The Global Shippers' Forum call for transparency on reduced sulphur surcharges
The Global Shippers' Forum (GSF) is calling for more information regarding the impact of low sulphur fuel ahead of the implementation of Emission Control Areas from 1 January 2015, GSF said in its media release.
From January, new legal requirements will come into force in North Europe (including the Baltic Sea, North Sea and English Channel) and North America (200 nautical miles from American and Canadian shores) which will lower the maximum allowed content of sulphur in fuel burned in the ECA's to 0.1% sulphur from the current 1%.
GSF Secretary General, Chris Welsh, said:
"With one or two notable exceptions, few shipping lines have yet provided information to their customers on their low sulphur fuel strategies and the extra cost to be passed on to shippers via increased rates or bunker surcharges. With shippers under pressure to finalise freight budgets for 2015, this information is urgently required by customers."
The GSF recognises that implementation of the new low sulphur fuel limits represents a challenge to the shipping industry. There is a range of options open to carriers: use of marine gas oil which meets the 0.15 sulphur content, use of alternative fuels such as LNG and methanol, and the use of abatement technology such as scrubbers to dilute exhaust gas sulphur emissions to the 0.1% limit.
Mr Welsh added:
"The fact that there is a range of options for managing the new low sulphur limits means that the impact on costs will be very different from one shipping line to another. For example, fuel costs for new-built vessels capable of using alternative fuels will be substantially different to a carrier using abatement equipment or higher grade marine gas oil."

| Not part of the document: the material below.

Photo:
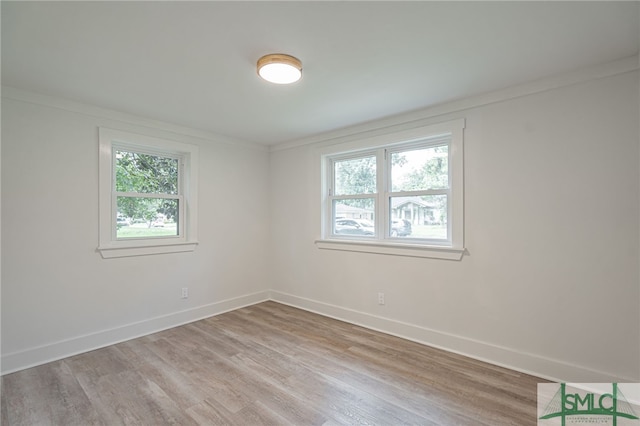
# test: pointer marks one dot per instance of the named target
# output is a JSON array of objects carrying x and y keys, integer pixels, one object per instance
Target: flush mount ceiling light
[{"x": 280, "y": 68}]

GSF has stated that as the low sulphur requirements are limited to specific geographical areas, and as there are various options for managing the new sulphur requirements, shippers will require greater transparency from carriers in order to substantiate extra freight charges and bunker surcharges levied by shipping lines to recover additional costs.

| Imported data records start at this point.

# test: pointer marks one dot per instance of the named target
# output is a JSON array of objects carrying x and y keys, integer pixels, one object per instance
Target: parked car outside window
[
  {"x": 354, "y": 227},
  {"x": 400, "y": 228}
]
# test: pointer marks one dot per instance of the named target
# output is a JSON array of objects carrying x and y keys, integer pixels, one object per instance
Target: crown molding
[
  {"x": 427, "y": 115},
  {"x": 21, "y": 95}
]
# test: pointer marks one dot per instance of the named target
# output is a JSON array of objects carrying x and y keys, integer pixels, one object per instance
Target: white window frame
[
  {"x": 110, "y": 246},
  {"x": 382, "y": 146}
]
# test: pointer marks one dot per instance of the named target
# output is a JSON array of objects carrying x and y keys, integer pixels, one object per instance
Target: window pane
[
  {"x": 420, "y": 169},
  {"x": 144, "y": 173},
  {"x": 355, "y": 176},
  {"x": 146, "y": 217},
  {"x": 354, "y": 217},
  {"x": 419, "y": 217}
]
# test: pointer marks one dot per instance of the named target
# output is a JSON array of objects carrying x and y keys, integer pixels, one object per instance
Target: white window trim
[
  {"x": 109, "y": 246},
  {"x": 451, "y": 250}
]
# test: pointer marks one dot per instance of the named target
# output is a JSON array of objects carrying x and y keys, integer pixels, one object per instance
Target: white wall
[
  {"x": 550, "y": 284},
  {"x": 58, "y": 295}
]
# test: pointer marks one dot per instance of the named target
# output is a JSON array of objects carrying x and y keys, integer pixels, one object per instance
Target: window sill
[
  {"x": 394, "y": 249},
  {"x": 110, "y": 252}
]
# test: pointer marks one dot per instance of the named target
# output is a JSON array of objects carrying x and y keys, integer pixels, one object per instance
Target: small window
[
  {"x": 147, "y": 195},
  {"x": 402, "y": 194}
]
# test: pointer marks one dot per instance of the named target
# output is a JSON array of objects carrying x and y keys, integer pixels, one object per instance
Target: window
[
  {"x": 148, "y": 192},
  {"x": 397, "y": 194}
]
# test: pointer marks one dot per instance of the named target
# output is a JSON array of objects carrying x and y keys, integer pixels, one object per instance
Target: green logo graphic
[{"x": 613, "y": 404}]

The GSF has developed a series of questions for shippers to use in their negotiations with carriers based on the approach by individual carriers in meeting the 0.1% lower sulphur limit. For example, for those applying retrofit scrubber technologies, if additional freight charges or surcharges are levied how much of the cost (running costs and capital costs) are being passed on, and if capital costs are being applied upfront in the form of tariff increases or surcharges, at what point will the extra charges be withdrawn once capital costs have been recouped?
"It is extremely important that individual carriers are open and transparent with their customers about the additional costs incurred resulting from the new sulphur limits, and they fully justify the additional freight charges and surcharges being levied. Broad industry surcharge guidelines set by some carrier groups are wholly inappropriate to recover additional low sulphur fuel costs because of the significant differences in energy efficiency of vessels, management of fuel and the different options available to carriers in implementing the new low sulphur limits. It's clear, however, that information on additional costs is needed now rather than later as shippers set their freight budgets for 2015."